高句麗滅亡の少し前、天智天皇の5年(665)10月に日本に派遣された使者の中に「二位玄武若光」という人物がいます。この若光は日本に滞在している間に高句麗が滅んでしまったため国へ帰れず、そのまま日本に留まって、文武天皇の大宝3年(703)には「高麗王」の姓(かばね)を賜りました。これが高麗神社(埼玉県日高市)に祀られている「高麗王若光」です。若光が姓を賜った記事は、『日本書紀』の次の歴史書である『続日本紀』(しょくにほんぎ)に書かれています。
常陸などへ移住
高句麗が滅亡したことにより、祖国を失った多くの高句麗人たちが日本に渡ってきました。日本に渡ってきた高句麗人のことを「高麗人(こまびと)」と呼びますが、この時日本に渡ってきた高麗人たちは、最初は都の周辺に住んでいたと考えられます。

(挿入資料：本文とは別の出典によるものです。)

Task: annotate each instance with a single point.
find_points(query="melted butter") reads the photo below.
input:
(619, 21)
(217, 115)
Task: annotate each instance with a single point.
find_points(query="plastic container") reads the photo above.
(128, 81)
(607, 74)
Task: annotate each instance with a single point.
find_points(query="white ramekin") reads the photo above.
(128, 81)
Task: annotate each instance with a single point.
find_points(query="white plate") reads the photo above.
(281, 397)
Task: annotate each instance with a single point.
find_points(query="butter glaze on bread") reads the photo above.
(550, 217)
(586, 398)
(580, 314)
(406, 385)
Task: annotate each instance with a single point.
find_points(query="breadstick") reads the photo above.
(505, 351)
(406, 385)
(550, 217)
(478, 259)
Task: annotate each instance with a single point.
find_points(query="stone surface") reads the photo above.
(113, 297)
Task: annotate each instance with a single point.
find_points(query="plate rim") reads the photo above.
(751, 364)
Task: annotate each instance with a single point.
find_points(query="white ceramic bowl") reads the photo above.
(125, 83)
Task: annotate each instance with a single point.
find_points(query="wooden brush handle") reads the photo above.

古来より高句麗と密接な関係にあった氏族を頼って生活していたのかもしれません。 『日本書紀』持統元年(687)3月条に、高麗人56人を常陸国(茨城県)に移住させたとあります。そして、『続日本紀』霊亀2年(716)5月条には、駿河(静岡県)・甲斐(山梨県)・相模(神奈川県)・上総(千葉県)・下総(千葉県)・常陸(茨城県)・下野(栃木県)に住んでいた高麗人1799人を武蔵国(埼玉県)に遷して、「高麗郡」を置くと書かれています(高麗郡は埼玉県日高市周辺)。つまり、高句麗滅亡後に日本に渡ってきた高麗人たちの一部は、都から常陸などの東国へ移住し、そしてさらに武蔵国の高麗郡に遷ったということでしょう。

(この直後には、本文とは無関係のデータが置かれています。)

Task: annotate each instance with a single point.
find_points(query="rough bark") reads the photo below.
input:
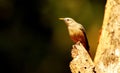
(107, 58)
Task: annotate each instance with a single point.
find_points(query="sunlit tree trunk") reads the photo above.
(107, 58)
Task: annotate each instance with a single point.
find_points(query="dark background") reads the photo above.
(33, 40)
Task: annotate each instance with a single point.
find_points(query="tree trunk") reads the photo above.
(107, 58)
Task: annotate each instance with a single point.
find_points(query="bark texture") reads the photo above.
(107, 58)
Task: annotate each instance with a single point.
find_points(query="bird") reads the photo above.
(76, 32)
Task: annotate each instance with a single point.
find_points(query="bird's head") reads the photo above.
(68, 21)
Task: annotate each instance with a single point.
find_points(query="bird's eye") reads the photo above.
(68, 20)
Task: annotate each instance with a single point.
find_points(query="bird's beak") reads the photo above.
(61, 18)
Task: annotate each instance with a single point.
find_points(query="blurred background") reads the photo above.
(33, 40)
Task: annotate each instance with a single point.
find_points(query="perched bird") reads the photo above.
(76, 32)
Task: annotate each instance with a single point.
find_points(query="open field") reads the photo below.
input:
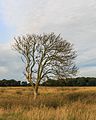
(62, 103)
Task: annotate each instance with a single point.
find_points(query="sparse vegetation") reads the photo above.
(61, 103)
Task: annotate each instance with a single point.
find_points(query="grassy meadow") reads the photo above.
(53, 103)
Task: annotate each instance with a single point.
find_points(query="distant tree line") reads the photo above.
(80, 81)
(12, 82)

また、高麗郡出身で従三位(じゅさんみ)という高い位にまで上った高倉朝臣福信(たかくらのあそんふくしん/もとの姓は肖奈)の祖父は、高句麗が滅亡したときに日本に渡ってきて、その後武蔵国に住んだとされています(『続日本紀』延暦8年(789)10月乙酉条より)。
赤木隆幸(あかぎたかゆき)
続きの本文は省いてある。